One definition of a speculator is someone who wants to profit from the price discrepancy between hedgers. Speculators fall into two categories: large speculators and small speculators.
There are many famous speculators, like George Soros and Jim Rogers, as well as infamous, like the team that collapsed Long-Term Capital Management. Nicolas Leeson, the guy who broke Barings Bank and Amaranth, lost $9 billion trading natural gas futures.
For speculators, it’s not all just sad stories. The same Fortune 500 companies, banks, and dealers that make markets for forex also trade in the futures markets for their own accounts or on behalf of their clients. They successfully meet their objectives year in and year out. Goldman Sachs is one of the more famous investment banking firms that trade futures and forex. They have had record profitable years with their Goldman Sachs Commodity Index.
The CFTC decides who is a large speculator. The CFTC is a branch of the U.S. government. They regulate futures and make sure that no market manipulation is going on. In order to successfully do this, they have guidelines that all traders must follow.
In their eyes, the only difference between a large speculator and a small speculator is the reporting requirements. The CFTC has set different reporting thresholds for different markets. Some markets require that you file a report with them when you hold 100 contracts at one time. Other markets require that you file a report if you hold as few as 25 contracts.
Anyone who doesn’t have to report is deemed a small speculator. That’s where the average retail client fits in. The accuracy of this assessment can be deceiving. There are futures and forex money managers called Commodity Trading Advisers (CTAs) that work with clients and operate just like the large speculators but may not have the reporting requirements because they trade so few contracts.
CTAs are considered the “mutual funds” of the futures and forex industry. CTAs actively work with private investor money and use various strategies to attempt to minimize the speculative risks associated with futures and forex.
Managed futures are the perfect investment for those retail investors who cannot take the time out of their day to follow the markets. It is also appropriate for investors with large portfolios who are seeking diversification. These are true hedge funds. Since futures and forex are not correlated to stocks, any movement in the stock market, up or down, has no true bearing on what happens in these markets. Investors put a small portion of their overall portfolio with a CTA in order to increase their overall rates of return.

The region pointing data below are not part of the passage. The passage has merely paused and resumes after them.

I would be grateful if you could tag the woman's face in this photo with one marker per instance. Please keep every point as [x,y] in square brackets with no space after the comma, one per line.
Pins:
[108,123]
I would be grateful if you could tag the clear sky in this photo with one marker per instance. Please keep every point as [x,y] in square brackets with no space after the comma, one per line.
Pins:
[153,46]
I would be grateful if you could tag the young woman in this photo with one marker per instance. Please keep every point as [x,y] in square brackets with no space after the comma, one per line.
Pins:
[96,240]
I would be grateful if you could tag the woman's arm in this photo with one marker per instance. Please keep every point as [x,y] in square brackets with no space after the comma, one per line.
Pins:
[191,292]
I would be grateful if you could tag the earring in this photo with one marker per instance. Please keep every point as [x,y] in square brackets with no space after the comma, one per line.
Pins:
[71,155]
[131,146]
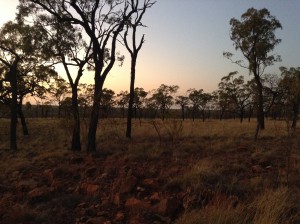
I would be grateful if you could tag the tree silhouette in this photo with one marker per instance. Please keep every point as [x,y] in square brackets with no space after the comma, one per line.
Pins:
[133,24]
[290,86]
[21,51]
[254,35]
[102,21]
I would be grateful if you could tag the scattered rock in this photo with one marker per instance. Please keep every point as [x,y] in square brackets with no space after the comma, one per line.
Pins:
[76,160]
[128,184]
[89,189]
[136,206]
[90,172]
[169,207]
[98,220]
[38,194]
[155,197]
[151,183]
[257,169]
[27,185]
[119,217]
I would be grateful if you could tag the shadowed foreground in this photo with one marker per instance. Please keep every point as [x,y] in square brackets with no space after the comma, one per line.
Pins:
[170,172]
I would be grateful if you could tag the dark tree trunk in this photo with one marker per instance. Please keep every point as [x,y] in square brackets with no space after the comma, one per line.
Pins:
[76,142]
[241,115]
[182,112]
[14,109]
[91,146]
[260,109]
[131,96]
[23,120]
[250,113]
[295,115]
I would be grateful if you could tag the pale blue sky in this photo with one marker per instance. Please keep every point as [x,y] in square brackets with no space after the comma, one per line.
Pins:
[185,40]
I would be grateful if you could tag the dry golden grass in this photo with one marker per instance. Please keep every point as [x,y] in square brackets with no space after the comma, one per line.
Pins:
[221,157]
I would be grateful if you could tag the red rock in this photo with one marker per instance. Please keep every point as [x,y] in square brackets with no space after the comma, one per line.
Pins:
[48,175]
[169,207]
[151,183]
[116,199]
[38,192]
[155,197]
[89,189]
[128,185]
[257,169]
[119,217]
[136,205]
[99,220]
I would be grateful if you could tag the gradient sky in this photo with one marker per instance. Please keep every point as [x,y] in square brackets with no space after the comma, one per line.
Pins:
[185,41]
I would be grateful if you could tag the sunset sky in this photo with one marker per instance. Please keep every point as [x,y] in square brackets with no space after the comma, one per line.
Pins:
[185,41]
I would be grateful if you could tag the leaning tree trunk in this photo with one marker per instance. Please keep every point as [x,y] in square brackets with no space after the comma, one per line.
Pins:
[241,115]
[182,112]
[260,109]
[91,145]
[14,110]
[76,142]
[295,115]
[23,120]
[131,97]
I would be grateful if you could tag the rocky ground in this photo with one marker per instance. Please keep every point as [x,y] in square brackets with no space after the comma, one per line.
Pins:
[144,181]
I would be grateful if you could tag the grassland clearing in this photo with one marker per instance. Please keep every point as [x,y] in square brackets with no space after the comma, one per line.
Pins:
[173,171]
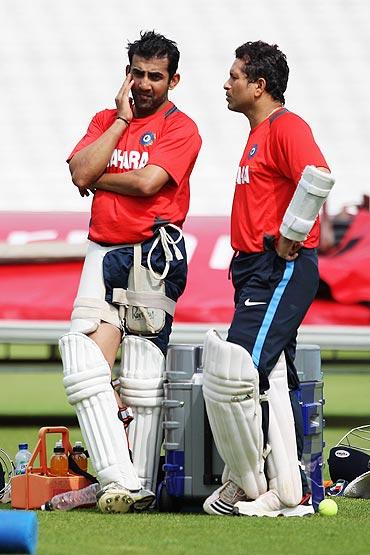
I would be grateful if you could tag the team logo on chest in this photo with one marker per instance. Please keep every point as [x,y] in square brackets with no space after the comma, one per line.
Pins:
[147,139]
[252,151]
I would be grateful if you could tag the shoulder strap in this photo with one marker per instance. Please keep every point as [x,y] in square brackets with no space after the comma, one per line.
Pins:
[171,111]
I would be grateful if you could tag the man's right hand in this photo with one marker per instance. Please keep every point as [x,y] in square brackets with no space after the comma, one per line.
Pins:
[288,249]
[123,100]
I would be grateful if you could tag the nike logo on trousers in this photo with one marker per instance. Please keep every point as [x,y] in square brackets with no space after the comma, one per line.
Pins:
[248,302]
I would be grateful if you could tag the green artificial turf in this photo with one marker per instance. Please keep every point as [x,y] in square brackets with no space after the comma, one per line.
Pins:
[88,532]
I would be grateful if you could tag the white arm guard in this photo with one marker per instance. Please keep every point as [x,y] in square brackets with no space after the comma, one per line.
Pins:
[311,192]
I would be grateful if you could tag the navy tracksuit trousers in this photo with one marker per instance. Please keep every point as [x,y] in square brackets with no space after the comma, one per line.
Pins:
[271,299]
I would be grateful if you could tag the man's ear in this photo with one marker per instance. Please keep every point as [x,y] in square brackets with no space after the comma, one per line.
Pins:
[260,86]
[174,81]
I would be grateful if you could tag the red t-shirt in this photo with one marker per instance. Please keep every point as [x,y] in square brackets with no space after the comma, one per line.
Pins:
[168,139]
[277,152]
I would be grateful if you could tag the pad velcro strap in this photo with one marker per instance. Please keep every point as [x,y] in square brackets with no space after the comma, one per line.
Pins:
[147,299]
[126,415]
[94,380]
[297,224]
[88,308]
[312,190]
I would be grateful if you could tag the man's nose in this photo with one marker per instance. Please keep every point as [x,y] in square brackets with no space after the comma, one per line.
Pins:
[144,82]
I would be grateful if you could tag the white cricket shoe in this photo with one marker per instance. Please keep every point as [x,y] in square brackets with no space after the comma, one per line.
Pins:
[115,498]
[269,504]
[222,501]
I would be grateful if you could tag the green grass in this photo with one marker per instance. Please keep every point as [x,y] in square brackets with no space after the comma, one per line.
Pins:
[87,532]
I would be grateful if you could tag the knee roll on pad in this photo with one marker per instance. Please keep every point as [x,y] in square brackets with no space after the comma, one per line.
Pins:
[87,379]
[141,377]
[282,462]
[231,394]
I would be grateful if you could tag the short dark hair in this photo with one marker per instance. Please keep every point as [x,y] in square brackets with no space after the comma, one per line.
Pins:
[267,61]
[154,45]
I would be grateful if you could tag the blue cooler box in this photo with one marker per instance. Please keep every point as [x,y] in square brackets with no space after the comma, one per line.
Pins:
[192,467]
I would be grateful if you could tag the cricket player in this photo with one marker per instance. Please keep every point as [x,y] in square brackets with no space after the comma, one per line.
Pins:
[137,160]
[250,379]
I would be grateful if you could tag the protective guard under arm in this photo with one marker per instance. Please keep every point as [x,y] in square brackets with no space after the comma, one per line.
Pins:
[312,190]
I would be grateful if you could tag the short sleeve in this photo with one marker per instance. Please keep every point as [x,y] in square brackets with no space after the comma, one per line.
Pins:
[99,123]
[293,146]
[178,148]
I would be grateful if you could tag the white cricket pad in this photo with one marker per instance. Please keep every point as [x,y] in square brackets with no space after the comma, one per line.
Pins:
[141,380]
[231,394]
[87,380]
[282,461]
[312,190]
[90,306]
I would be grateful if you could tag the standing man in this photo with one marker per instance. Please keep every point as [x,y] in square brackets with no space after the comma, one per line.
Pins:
[250,379]
[136,160]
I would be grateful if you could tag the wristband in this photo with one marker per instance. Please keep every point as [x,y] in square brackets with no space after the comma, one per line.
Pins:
[123,119]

Sometimes you can invest indirectly in a managed futures or forex account by participating in a commodity pool. Many commodity pools have small minimums. There is no true uniformity on how commodity pools or managed futures accounts are run. It is best to have a prospectus sent to you and have your futures broker or other professional go over the details with you.
Even though CTAs may not be actively reporting, small speculators have to be aware of their strategies and successes for two reasons. First, by understanding how they operate, you can gain insight into becoming a better trader. Second, since many of their strategies are based in technical analysis, you don’t want to get steamrolled by their activity. Whatever the case may be, you have to watch out for them.